There were, of course, occasional exceptions to this scholarly objectivity, for example, Marracci, whose commentary accompanying his translation of the Qur’an was overtly polemical. But what is quite remarkable about the impartiality of the majority of these scholars is that their pursuit of a truthful and often appreciative understanding of Islam and its history occurred at the same time as, and thus despite, the imperial expansion of the Ottomans who were at the gates of Vienna in 1529 and 1683. Moreover, and to return to the question that began this review, most of the scholars of Islam and Islamic civilization discussed in this book were Christians. Thus, their open, impartial investigations were not dependent upon the so-called Enlightenment’s deprecation of religious commitment. In fact, Bevilacqua observes that these Christian scholars were usually far more enlightened in their examination of Islam than were the representatives of the Enlightenment.
The lodestar for the scholars of Bevilacqua’s Republic was truth, not apologetics.
If there is a shortcoming to this good book it is that Bevilacqua leaves the reader with the impression, surely unintended, that this Republic of Arabic letters arose as if out of thin air, as if it did not owe its existence to previous scholars of other intellectual pursuits. The tradition of scholarly objectivity found in Bevilacqua’s Republic had previously been laid by, for example, the critical reception of Roman Law; the use of philological arguments by Lorenzo Valla in determining that the Donatio Constantini was a forgery; Erasmus’ critical editions of the New Testament in Latin and Greek; and the Hebraists of the sixteenth through eighteenth centuries, who, although Christian, sought an impartial understanding of the Old Testament, the history of ancient Israel, and the rabbinic tradition, including the Mishnah and Talmud.
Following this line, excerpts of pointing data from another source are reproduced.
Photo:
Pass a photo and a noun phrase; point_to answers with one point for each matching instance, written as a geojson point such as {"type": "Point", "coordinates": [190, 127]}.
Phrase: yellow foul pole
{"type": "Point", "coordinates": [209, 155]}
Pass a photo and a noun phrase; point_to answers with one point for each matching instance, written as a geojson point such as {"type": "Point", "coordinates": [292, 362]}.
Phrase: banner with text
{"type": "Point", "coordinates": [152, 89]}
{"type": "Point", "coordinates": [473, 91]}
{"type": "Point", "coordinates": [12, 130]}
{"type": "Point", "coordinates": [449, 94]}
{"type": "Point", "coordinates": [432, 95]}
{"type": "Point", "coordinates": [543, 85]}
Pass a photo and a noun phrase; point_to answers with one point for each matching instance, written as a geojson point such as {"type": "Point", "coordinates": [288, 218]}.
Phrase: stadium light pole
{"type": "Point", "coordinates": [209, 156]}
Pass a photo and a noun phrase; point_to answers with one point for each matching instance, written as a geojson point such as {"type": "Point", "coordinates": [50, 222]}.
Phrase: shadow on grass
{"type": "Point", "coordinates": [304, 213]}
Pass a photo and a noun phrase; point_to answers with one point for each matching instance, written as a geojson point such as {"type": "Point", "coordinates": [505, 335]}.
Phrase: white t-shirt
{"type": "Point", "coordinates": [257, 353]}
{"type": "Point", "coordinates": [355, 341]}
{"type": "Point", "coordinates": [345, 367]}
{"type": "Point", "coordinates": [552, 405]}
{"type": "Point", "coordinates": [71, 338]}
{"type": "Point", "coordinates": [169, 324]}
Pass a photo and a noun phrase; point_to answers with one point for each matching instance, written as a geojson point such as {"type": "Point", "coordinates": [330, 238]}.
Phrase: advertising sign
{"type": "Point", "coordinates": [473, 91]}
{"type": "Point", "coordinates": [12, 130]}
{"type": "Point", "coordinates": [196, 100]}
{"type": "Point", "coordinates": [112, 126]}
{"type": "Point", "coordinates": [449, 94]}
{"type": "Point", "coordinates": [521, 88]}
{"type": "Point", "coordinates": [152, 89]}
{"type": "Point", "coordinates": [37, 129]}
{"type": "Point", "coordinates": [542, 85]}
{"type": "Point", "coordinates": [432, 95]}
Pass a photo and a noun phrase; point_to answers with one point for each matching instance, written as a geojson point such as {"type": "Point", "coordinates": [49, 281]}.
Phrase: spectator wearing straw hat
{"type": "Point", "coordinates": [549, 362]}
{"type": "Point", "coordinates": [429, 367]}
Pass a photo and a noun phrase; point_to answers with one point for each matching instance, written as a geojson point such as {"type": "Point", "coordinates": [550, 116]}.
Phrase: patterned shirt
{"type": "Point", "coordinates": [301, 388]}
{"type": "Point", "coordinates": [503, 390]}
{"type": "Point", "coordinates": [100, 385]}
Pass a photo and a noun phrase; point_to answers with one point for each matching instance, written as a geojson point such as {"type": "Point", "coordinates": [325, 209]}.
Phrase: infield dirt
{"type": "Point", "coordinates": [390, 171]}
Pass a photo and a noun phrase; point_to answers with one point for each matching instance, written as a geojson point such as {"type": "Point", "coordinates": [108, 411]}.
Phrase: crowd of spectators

Pococke, it will be remembered, was a protégé of the Hebraist John Selden whose motto, adopted by him in the face of persecution for his pursuit of historical truth, was “liberty above all things.”
What are we justified to expect from intellectuals, and, when they are financially supported by the public, to demand from them? It is not to develop public policy, or to be engaged in politics. They are, of course, free to do so as citizens. But as intellectuals we are right to expect that they deal with facts as they pursue truth. They are not to deceive by propagating half-truths; and they are not to lie. We are in Bevilacqua’s debt that he has given us in The Republic of Arabic Letters an example of intellectuals who largely fulfilled this expectation of what intellectuals should be and what they should do.